IFISAs allow investors to hold peer-to-peer (P2P) loans and debt-based securities under the generous ISA tax wrapper. A P2P loan is a loan made from an individual lender to consumers, and more recently, SMEs. P2P loans offer better rates for borrowers than are offered through traditional financing from banks, and better returns for lenders with target interest rates upwards of 6%. A debt-based security (or mini bond) is an asset-backed investment opportunity, taking in residential property developments and green energy projects and providing typical returns of 4-8%.
Investors will usually be required to tie up their money in an IFISA for a fixed term, typically between two and four years. On some occasions these investments may even generate returns of more than 10%.
The downside of this is that higher rates generally equate to higher risk. The overall risk of IFISAs comes down to the underlying asset: business, consumer, property or green energy. Some investments will be secured against the asset – adding an additional peace of mind for the investor – but this doesn’t free the investment from risk entirely and in the event of an economic downturn, you may not get back the amount invested.
IFISAs are often seen as ethical investments which support an industry or cause – green energy or property, for example. It’s called ‘impact investing’, where the investment has the potential to deliver appropriate financial returns whilst creating a positive social, economic or environmental benefit. This is a powerful lure in an age where social conscience and responsibility are high on the agenda. Although economic activity has temporarily slowed due to the COVID-19 pandemic, clean energy projects will still be prioritised and affordable homes will still need to be built to address a chronic shortage.
So, what type of investment is best in an economic downturn?
There is no single investment that beats an economic downturn. The right investment for the investor will depend on his/her risk tolerance, savings war chest, financial goals and life circumstances.
From a wider perspective, the most important thing now is to try to recover from the impact of COVID-19. There needs to be a collective effort to help the economy bounce back – for example, by ensuring businesses have access to finance and house building schemes are fast-tracked from planning to development stage.
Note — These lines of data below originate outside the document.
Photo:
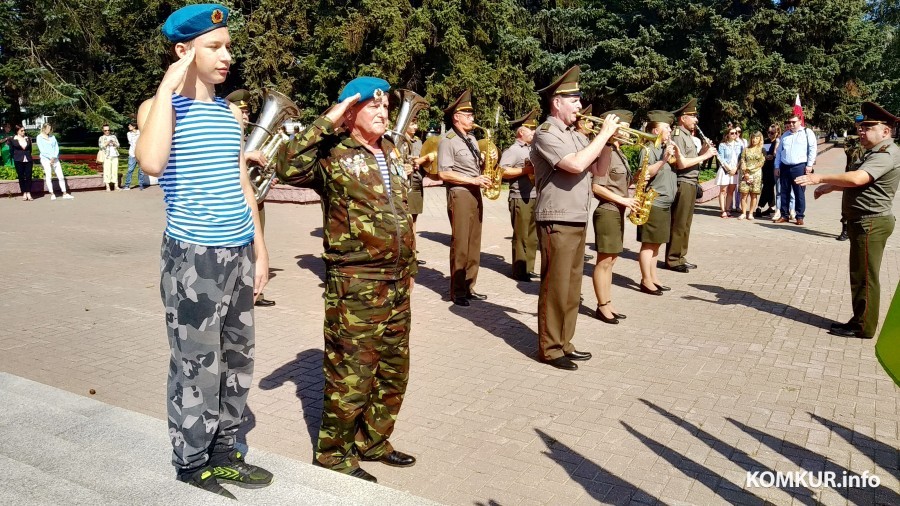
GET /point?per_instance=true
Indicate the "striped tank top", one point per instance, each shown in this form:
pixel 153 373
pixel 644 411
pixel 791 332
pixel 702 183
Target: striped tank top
pixel 205 203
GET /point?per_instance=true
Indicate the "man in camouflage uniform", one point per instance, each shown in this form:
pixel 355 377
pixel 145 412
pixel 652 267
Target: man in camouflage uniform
pixel 868 197
pixel 370 260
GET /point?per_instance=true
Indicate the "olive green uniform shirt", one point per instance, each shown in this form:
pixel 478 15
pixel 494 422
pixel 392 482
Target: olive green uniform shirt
pixel 453 154
pixel 616 178
pixel 882 162
pixel 515 156
pixel 665 182
pixel 685 143
pixel 562 196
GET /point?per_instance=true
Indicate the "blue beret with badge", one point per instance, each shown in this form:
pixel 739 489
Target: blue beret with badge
pixel 367 87
pixel 192 21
This, in turn, will stimulate the investment market and give a much-needed confidence boost to investors who will be seeking to build balanced portfolios to spread risk across different asset classes.
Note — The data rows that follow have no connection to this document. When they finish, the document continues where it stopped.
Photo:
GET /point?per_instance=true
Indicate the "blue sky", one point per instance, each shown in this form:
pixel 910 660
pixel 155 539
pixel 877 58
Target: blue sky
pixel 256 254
ISAs are an increasingly important part of the portfolio mix. While cash ISAs offer a safe haven for cash in a volatile economic environment, stocks and shares ISAs remain a decent long-term option.
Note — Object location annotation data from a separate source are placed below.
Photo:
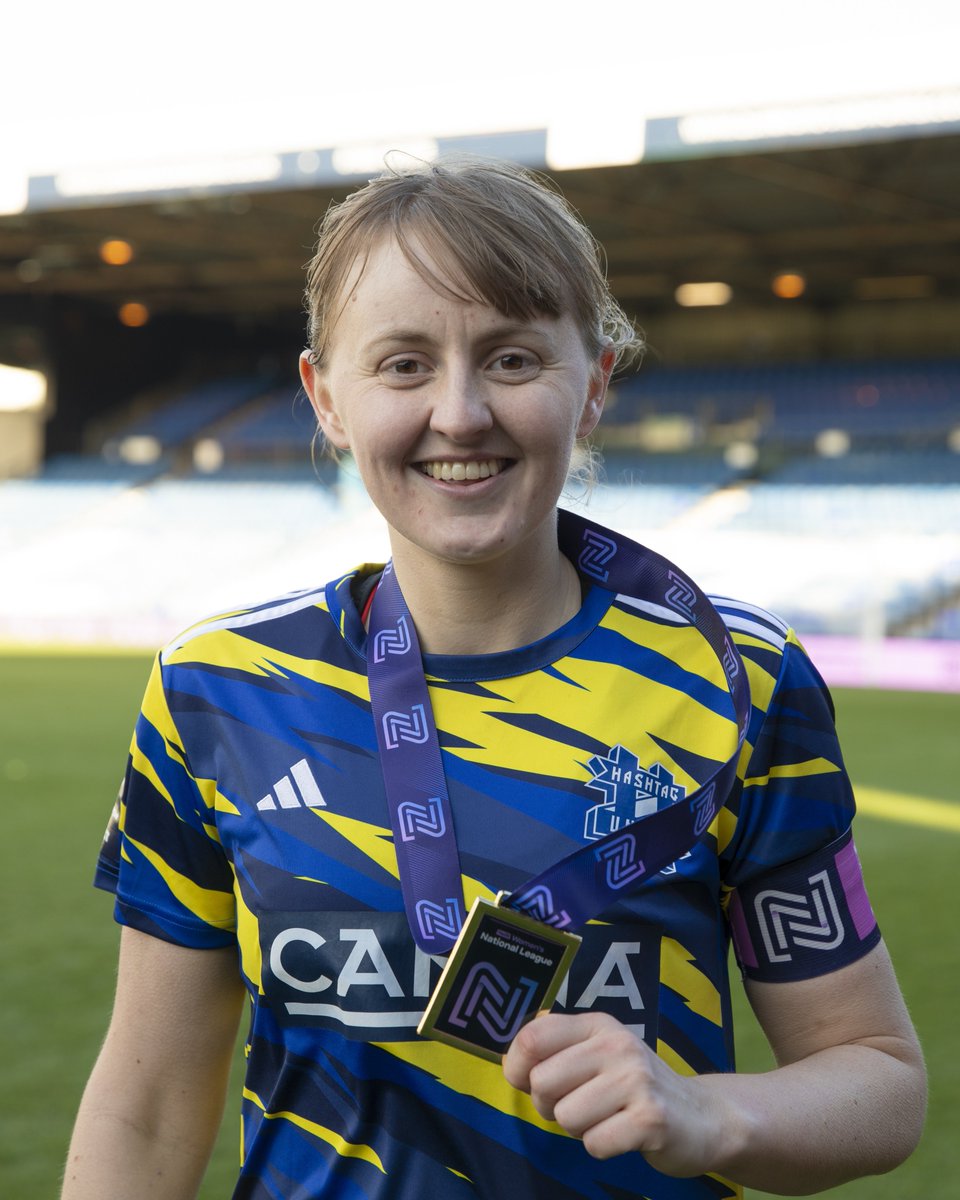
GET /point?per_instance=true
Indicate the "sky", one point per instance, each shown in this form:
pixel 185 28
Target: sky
pixel 109 82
Meanwhile, IFISAs are an attractive alternative investment product that supports the growing alternative finance sector via P2P lending and asset-backed investments. This sector has grown into a mainstream market in the years since the financial crash of 2008, which made it more difficult for individuals and businesses to get affordable finance from mainstream banks and encouraged them to consider other forms of finance to fund projects that could reinvigorate the economy. Now, as the global economy tries to recover from the devastating impact of COVID-19, alternative finance will become even more important in the coming months, providing much-needed capital for businesses and projects that can drive economic growth.
The combination of tax-free returns and the opportunity to hold different types of ISAs means that investors will have plenty of options when considering how to weight their £20,000 ISA allowance in this new tax year. For many, ISAs will continue to be an important way to save and invest as they try to navigate their way through stormy economic seas.